Sunday, March 04, 2007

another teaser

I would love to write a proper recap of my alcohol-, drug-, and kiss-filled weekend, but with meeting my parents shortly, there is simply no time.

I will mention, however, that last night I saw Ben's play again. This time, I actually got to talk to him afterwards, for the first time since January. Oh boy...

Thursday, March 01, 2007

fitter, happier

I recently read something written about me in another blog, to the extent that all these good things happen to me and I am blasé and unenthused about it all. My first instinct was to roll my eyes dismissively, because people have gotten the wrong idea about me before and besides, I get excited about little things all the time. I am all kinds of animated and passionate. Then I thought about it some more, because I would hate to come across as a jaded and aloof New Yorker--or worse, someone who is ungrateful for the positive facets of their life.

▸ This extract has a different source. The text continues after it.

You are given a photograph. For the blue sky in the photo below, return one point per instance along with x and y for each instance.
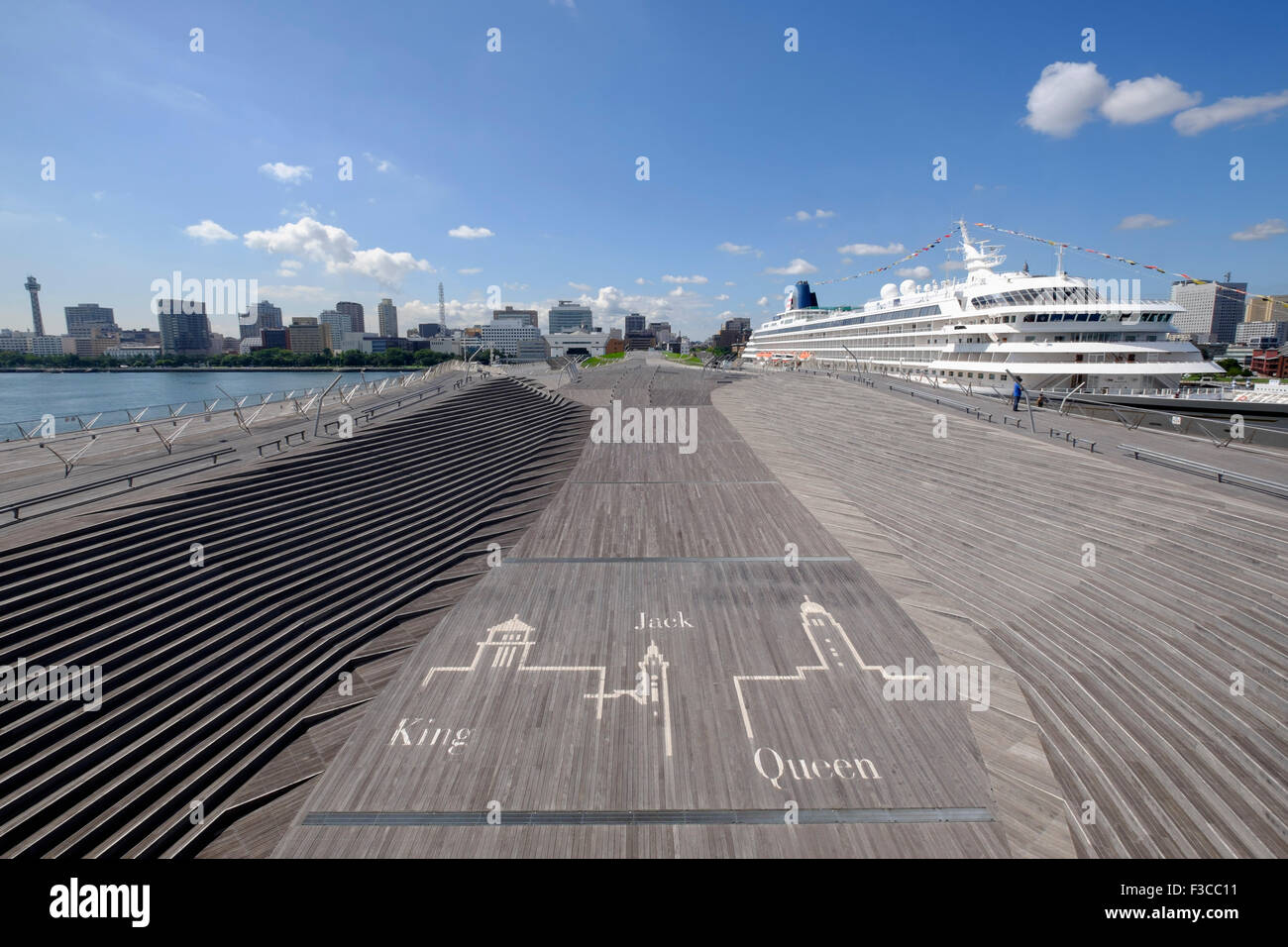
(537, 146)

To clarify, I am really loving life these days. I love my routines and independence, and the balance I have between the regimented (diet, exercise, work) and the free-form (social activity, solo time). I recognize that I am enormously lucky to have a nice apartment with a lovely roommate, a job that doesn't make me want to slit my wrists every Monday morning, a loving family, more friends than I can do a decent job of keeping in touch with, good health (namely a sturdy liver), a strong line of credit, and a certain amount of intelligence and attractiveness (the exact quantity I leave to be determined by others).

The odd thing is, most of the above was true four months ago, too, yet there were days, weeks, when life was painful, dark, pointless.

I chronicled my autumn depression here to an extent, but I never wrote about how bad it got. It got pretty bad; I don't even want to go into detail, because it saddens and frightens me to remember it. Suffice it to say, there were moments where I conclusively knew I had never been more miserable in my life and didn't know how I'd make it from one day to the next. The scariest times weren't when it hurt, but when it didn't, when I felt a profound indifference to the world around me. It was the lowest I had ever been.

It's difficult to say how much of the depression was circumstantial and how much of it might have been chemical; I do know that when I started taking better care of my body, my mental state improved (thank you, endorphins!). My mood improved even more when I started writing creatively again, when I rediscovered the ability to be inspired. Some of it was merely a concerted effort to dig myself out of the hole, to like life more and like myself more.

What I'm getting at is that I am enormously relieved and grateful to be where I am today, to not feel like that anymore, to appreciate life again.

While the focus of this blog tends to be dating- and relationship-oriented, it has been a much smaller focus of my life for the last several months. To put it in perspective, if I did a pie chart of my thoughts, I'd say 5-10% would have to do with dating, crushes, etc. I wanted to mention that since there seems to be some misconception about how carried away I'm getting with my emotions. Quite the contrary.

I'm doing a lot of rebuilding these days, and I know this new happiness may be fragile and fleeting, so I am doing everything I can to protect and sustain it. Right now, that means keeping a bit of distance between me and other people. Eventually, it might mean allowing for more closeness and vulnerability. I don't see that happening for some time, though. Which doesn't speak to a lack of joy or passion on my part, but a sense of growing awareness and caution.

It's comforting to have this emotional scaffolding around me; I need it while I continue the repairs. I like to believe that when I'm stronger, better, I'll be capable of even greater love and happiness. It won't be long.